Hugo Eduardo AvilaMúsico, autor y compositor

Mendoza – Argentina- hugoavila1@gmail.com

 

La región santiagueña fue el punto central de la conquista armada y religiosa de la colonia en los siglos XVI y XVII. Varios grupos aborígenes habitaban el actual territorio santiagueño cuando los conquistadores españoles llegaron, y si bien dejaron su impronta como en casi todo el continente, sus actuales habitantes han conservado parte del lenguaje quichua que era propio de algunas de las comunidades que habitaron la zona.

La provincia bilingüe de Santiago del Estero fue también el primer puerto seco de la historia, eje de control del contrabando que, a través del puerto de Buenos Aires, los británicos ingresaban al Virreinato el Alto Perú. Con esta antesala se puede contextualizar el por qué en esta región se encontraron instrumentos musicales tan disimiles, para la época, como la guitarra, el violín y el bombo nativo, que con algunas modificaciones posteriores-como el agregado de aros- llego a ser conocido como bombo leguero, o de media legua o…. bueno, según el alcance de su retumbante sonido.
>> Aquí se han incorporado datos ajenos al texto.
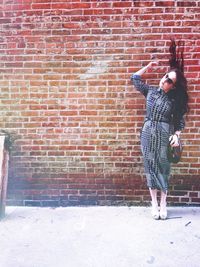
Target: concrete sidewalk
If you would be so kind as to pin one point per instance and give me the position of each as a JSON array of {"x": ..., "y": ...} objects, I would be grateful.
[{"x": 99, "y": 237}]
De origen incierto, o mejor dicho, no registrado -como casi toda la música y la danza latinoamericana- la chacarera es, probablemente, uno de los ritmos más antiguos de la región y muchos estudiosos atribuyen su cuna a la zona que originalmente se llamó “El Barco” y desde 1553 “Santiago del Estero del Nuevo Maestrazgo”. Por tratarse del primer asentamiento exitoso de los colonizadores y constituirse en la primera fundación permanente, no resulta extraño aceptar esta condición. Algunos más avezados indican, incluso, que la chacarera nació en la región de Salavina.

Se le atribuyen rasgos salamanqueros a la picardía manifiesta en su danza, que enamora al ritmo que se funde en los golpes del bombo en la oscuridad de la noche, y que da vida al juego de sombras de los danzantes junto a las fogatas; Telesfora Castillo, la Telesita, es fiel testimonio de esta creencia popular hecha leyenda.

Los primeros antecedentes escritos de esta danza datan de 1850, en casas y salones de San Miguel de Tucumán, sin embargo su gran transmisor fue Don Andrés Chazarreta, considerado el primer difusor del folclore fuera de los Circos Criollos de la época. Ya desde 1906, con su conjunto Arte Nativo, transito escenarios de todas las provincias y en especial de Buenos Aires. Para 1911 las crónicas hablaban de un ritmo peculiar que se acompañaba de un curioso instrumento de percusión llamado bombo.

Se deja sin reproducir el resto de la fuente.